In Uncategorized on 04/14/2016 at 17:06

STJ Daniel A (“Yuda”) Guy is not a member of the kid-glove school of judge-lawyer relations. “Testy” is hardly strong enough an adjective for the wordprocessor lashing he bestows on hapless attorney TK (it used to be a “tongue lashing” when people spoke to one another; now it’s all electronic).

I use initials or made-up names, as always, when practitioners are involved in an even marginally-negative sense. They’ve suffered enough.

The case was stip’d for a Rule 122 on-the-papers. One week before her opening brief was due, TK moves to reopen the record, stating IRS objects, but nothing happens.

STJ Yuda gives IRS a due date for a written objection. Five days before that due date, TK calls chambers to ask about the due date for TK’s opening brief.

Bad move, TK. And, unlike the celebrated Fort Worth City Councilor’s moving youtube declamation, it doesn’t get better.

“The undersigned’s judicial assistant informed [TK] that ex parte communications with the Court should be avoided and that she should file an appropriate motion related to the filing of petitioner’s brief.” Order, at p. 1.

TK, when you’re told something along those lines, remember the sneaker ad: Just Do It.

TK blows it big time (cringe).

“…petitioner filed an opening brief which includes references to the exhibits that are the subject of petitioner’s pending motion to reopen the record. Petitioner’s brief states in pertinent part that ‘For our purposes, we assume the exhibits [that are subject of petitioner’s motion to reopen the record] were admitted, and that they are now part of the Second Stipulation of Facts.’ On [due date], respondent filed an Opposition to petitioner’s motion to reopen the record and a motion to strike the portions of petitioner’s brief that refer to the disputed exhibits.” Order, at p. 2.

STJ Yuda lays as heavy a blast on poor TK as I’ve seen in many a moon.
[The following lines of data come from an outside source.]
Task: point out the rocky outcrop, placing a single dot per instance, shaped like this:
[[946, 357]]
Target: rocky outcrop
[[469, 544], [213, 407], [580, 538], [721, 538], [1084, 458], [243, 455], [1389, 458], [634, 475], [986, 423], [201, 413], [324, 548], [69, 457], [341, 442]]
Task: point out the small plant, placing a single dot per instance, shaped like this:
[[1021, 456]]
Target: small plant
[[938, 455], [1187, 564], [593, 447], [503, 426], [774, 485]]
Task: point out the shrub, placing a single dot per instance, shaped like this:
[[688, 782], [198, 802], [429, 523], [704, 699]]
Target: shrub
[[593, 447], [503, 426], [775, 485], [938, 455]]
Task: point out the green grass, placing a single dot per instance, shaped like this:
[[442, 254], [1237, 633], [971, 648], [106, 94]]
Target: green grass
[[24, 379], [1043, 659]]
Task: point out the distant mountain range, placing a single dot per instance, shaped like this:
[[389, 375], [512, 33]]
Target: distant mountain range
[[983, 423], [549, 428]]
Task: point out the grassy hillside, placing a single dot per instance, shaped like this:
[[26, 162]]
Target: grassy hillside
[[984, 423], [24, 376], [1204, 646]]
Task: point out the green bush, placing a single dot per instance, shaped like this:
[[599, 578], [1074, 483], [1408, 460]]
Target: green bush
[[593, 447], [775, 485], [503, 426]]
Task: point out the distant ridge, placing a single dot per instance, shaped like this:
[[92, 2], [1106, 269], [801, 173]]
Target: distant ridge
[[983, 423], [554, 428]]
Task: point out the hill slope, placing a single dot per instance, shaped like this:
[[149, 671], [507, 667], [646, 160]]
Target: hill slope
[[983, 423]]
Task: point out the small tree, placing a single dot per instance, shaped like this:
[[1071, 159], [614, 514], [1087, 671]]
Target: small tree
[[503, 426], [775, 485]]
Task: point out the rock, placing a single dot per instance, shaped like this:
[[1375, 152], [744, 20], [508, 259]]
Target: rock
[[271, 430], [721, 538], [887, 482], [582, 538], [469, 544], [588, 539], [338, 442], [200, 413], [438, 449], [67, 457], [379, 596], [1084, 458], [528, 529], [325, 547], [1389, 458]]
“Petitioner’s opening brief includes multiple references to two exhibits that are not part of the stipulated record in this case. Ex parte declarations and statements in briefs do not constitute evidence. Rule 143(c), Tax Court Rules of Practice and Procedure. Suffice it to say, petitioner’s counsels’ conduct in unilaterally treating their motion to reopen the record as having been granted by the Court was both unprofessional and unethical.” Order, at p. 2.

As my elder daughter’s classmate was heard to say years ago, “Oooh, what a diss!”
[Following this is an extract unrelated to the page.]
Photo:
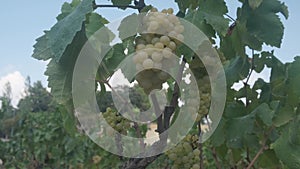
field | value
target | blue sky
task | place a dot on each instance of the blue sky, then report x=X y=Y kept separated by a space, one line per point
x=23 y=21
But STJ Yuda, maybe feeling he placed the aforesaid blast a wee bit too hard, says “Considering all the circumstances, the Court will strike petitioner’s opening brief. The Court will grant petitioner time to file either a motion for leave to submit a proper opening brief or another appropriate motion.” Order, at p. 2. (Footnote omitted, but it says TK can go to trial if she doesn’t like the Rule 122 route.).

And the two exhibits were apparently in the “public domain.”

The order is Ivan Nikolskiy, Docket No. 26163-14, filed 4/14/16.

  1. TK is a pro bono volunteer that works with and reports to me. This is a pro bono case that she agreed to take at the NYC calendar. The “mistakes” that caused the Court to make negative comments should have been directed to me – I supervised TK’s efforts. As for everything else, see footnote 3.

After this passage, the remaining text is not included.